Christmas Eve, 1667, was evidently a cheerful evening. Mr. Pepys stopped in at the Rose Tavern for some “burnt wine”; walked round the city in the moonlight, and homeward early in the morning in such content that “I dropped money in five or six places, which I was the willinger to do, it being Christmas Day, and so home, and there find my wife in bed, and Jane and the maid making pies.” The evening of that Christmas Mrs. Pepys read aloud to him—The History of the Drummer of Mr. Mompesson, apparently a kind of contemporary Phillips Oppenheim—“a strange story of spies, and worth reading, indeed.” It was only in 1660 that the Christmas cheer was a little too much for our Diarist. December 27, 1660, “about the middle of the night I was very ill—I think with eating and drinking too much—and so I was forced to call the maid, who pleased my wife and I in her running up and down so innocently in her smock.”

* * * * *

It is painful to this tracker of Mr. Pepys’s vestiges to note that on Christmas Day, 1662, Bishop Morley at the Chapel Royal “made but a poor sermon.” The Bishop apparently rebuked the levity of the Court. “It was worth observing how far they are come from taking the reprehensions of a Bishop seriously, that they all laugh in the chapel when he reflected on their ill-actions and courses. He did much press us to joy in these public days of joy, and to hospitality; but one that stood by whispered in my ear that the Bishop do not spend one groat to the poor himself.” In 1665 we fear that Samuel indulged himself in church with some rather cynical thoughts:

Saw a wedding in the church, and the young people so merry one with another; and strange to see what delight we married people have to see these poor fools decoyed into our condition, every man and woman gazing and smiling at them.
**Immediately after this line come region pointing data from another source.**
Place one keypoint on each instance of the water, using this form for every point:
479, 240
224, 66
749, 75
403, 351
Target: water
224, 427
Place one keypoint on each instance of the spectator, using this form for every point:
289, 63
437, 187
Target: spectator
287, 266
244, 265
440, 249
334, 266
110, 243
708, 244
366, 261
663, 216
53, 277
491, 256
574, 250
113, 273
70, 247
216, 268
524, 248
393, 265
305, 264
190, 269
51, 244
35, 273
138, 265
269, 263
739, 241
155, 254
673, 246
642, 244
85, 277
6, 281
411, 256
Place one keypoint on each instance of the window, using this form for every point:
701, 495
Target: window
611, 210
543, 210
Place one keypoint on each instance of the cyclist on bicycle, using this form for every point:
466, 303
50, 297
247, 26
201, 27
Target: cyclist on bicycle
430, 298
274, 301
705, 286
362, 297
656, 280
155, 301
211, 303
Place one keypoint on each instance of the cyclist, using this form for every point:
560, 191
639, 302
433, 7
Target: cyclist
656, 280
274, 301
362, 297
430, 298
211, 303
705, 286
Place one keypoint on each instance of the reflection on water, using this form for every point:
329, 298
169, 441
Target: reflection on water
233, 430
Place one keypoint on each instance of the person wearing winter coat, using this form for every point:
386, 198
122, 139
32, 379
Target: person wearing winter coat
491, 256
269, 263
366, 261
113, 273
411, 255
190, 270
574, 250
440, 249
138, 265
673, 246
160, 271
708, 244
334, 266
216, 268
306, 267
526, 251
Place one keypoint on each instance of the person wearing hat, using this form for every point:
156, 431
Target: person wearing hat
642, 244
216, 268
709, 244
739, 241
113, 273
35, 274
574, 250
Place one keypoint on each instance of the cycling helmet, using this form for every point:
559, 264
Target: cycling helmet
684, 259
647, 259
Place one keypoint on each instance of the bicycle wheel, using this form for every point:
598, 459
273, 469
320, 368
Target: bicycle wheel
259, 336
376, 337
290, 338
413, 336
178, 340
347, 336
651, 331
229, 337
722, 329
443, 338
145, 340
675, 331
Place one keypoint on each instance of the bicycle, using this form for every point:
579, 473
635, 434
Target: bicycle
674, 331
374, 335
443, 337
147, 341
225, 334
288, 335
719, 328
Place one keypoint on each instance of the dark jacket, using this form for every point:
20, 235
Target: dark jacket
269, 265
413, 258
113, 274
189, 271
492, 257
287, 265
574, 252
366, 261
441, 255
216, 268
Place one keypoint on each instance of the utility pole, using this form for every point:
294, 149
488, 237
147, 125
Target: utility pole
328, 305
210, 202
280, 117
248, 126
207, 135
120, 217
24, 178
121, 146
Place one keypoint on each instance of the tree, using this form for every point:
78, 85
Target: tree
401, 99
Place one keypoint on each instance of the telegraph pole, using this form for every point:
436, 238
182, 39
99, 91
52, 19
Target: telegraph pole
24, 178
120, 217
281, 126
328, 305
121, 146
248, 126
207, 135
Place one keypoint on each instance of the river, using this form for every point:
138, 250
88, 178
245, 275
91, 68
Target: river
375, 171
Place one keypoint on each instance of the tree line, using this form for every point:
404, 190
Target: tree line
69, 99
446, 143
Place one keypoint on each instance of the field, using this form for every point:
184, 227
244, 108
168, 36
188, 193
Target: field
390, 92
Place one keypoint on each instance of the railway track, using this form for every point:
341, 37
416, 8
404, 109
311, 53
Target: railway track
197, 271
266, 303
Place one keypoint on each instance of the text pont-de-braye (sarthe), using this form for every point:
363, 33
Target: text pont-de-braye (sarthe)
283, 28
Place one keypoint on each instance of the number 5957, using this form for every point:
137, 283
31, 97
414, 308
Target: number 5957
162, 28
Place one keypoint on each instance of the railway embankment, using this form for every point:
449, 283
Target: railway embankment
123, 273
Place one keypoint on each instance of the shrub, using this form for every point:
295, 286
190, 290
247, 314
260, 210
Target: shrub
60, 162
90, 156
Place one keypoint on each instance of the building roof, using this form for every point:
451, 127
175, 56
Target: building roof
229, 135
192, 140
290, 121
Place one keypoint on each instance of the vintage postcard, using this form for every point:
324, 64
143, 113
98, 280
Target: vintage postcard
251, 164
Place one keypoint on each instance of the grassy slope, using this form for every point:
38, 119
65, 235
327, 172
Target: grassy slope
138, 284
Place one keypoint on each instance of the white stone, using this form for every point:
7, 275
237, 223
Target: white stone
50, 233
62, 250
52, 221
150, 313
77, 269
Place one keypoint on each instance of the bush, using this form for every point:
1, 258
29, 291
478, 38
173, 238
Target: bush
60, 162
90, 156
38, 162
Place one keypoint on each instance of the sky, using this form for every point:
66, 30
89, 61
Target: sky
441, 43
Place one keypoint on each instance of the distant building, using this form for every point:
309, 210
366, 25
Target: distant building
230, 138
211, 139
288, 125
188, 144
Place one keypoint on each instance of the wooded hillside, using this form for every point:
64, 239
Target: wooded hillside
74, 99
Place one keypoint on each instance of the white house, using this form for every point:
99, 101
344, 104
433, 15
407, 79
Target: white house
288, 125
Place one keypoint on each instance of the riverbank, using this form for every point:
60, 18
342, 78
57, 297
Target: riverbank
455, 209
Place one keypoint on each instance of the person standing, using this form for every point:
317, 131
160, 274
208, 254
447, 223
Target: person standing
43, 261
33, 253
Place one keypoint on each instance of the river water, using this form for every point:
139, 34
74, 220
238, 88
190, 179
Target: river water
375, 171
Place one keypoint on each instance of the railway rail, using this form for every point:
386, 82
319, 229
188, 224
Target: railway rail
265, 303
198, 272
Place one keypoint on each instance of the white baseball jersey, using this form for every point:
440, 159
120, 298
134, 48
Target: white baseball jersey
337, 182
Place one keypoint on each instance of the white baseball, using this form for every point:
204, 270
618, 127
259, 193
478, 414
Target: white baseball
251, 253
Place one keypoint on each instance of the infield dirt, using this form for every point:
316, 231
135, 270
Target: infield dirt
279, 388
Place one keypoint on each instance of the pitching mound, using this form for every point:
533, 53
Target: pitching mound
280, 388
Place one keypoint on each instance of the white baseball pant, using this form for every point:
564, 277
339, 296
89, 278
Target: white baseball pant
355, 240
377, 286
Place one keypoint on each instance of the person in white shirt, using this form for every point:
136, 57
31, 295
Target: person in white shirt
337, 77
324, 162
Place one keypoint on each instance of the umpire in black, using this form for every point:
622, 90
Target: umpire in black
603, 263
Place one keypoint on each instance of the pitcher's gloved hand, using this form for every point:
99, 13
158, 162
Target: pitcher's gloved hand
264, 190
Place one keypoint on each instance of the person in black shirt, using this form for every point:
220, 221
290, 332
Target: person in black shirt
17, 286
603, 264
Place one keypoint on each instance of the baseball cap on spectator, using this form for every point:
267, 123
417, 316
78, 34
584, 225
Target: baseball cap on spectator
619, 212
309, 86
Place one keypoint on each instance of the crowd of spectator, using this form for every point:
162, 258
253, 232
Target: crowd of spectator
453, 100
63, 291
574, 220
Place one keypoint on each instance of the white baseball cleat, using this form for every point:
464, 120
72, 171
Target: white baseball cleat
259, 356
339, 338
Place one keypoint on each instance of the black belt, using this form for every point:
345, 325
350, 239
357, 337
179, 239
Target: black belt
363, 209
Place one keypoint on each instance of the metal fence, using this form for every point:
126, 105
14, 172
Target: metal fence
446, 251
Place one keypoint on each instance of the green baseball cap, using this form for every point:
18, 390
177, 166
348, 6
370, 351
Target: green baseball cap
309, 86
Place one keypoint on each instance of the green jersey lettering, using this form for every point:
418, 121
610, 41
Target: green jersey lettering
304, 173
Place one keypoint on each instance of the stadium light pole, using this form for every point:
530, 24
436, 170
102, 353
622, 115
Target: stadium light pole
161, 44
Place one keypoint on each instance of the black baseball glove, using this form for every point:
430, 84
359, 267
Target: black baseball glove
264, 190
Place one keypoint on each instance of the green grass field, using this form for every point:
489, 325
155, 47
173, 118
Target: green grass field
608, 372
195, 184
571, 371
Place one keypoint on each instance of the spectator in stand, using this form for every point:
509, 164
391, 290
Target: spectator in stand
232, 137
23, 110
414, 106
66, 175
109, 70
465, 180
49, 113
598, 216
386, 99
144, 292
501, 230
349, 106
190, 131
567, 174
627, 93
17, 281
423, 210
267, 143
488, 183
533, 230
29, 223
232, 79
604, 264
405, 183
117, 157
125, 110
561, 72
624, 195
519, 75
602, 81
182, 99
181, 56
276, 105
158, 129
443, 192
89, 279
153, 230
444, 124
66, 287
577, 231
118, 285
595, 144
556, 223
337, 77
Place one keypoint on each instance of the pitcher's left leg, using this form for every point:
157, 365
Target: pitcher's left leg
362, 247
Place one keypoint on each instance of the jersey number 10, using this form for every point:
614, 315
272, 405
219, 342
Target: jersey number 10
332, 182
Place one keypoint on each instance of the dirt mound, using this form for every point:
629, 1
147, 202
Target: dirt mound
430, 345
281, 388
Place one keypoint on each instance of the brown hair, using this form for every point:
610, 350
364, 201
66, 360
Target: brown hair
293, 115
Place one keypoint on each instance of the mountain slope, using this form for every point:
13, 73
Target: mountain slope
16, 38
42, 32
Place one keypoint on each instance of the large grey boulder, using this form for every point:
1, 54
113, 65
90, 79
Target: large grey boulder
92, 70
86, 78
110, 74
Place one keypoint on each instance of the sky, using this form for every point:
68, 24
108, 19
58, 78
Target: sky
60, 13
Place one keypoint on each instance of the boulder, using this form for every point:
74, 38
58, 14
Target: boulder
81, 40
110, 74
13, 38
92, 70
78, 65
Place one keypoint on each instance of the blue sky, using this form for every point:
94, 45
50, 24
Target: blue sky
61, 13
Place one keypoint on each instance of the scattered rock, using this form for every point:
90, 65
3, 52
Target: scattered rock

One could continue for some space recounting the eupeptic Pepys in his Christmas merriments—so large an edifice of pleasing conjecture can be built upon even his slightest notes. One observes, for instance, that on December 27, 1664, when “my wife and all her folks” came “to make Christmas gambols,” Samuel left the party and went to bed. This was very different from his usual habit when there was fun going. He was annoyed also that on this occasion his wife revelled all night, not coming to bed until 8 the next morning, “which vexed me a little, but I believe there was no hurt in it at all, but only mirth.”

So we take leave of the Christmases of the Pepyses; 1668 is the last one recorded—the time when Elizabeth stayed at home all day altering her petticoat. After supper, the boy played some music on the lute, and Samuel’s mind was “in mighty content.” Let us think kindly of the good fellow; and not forget that he coined one of the enduring phrases of English literature—a phrase that is no such ineffective summary of all the lives of men—And so to bed.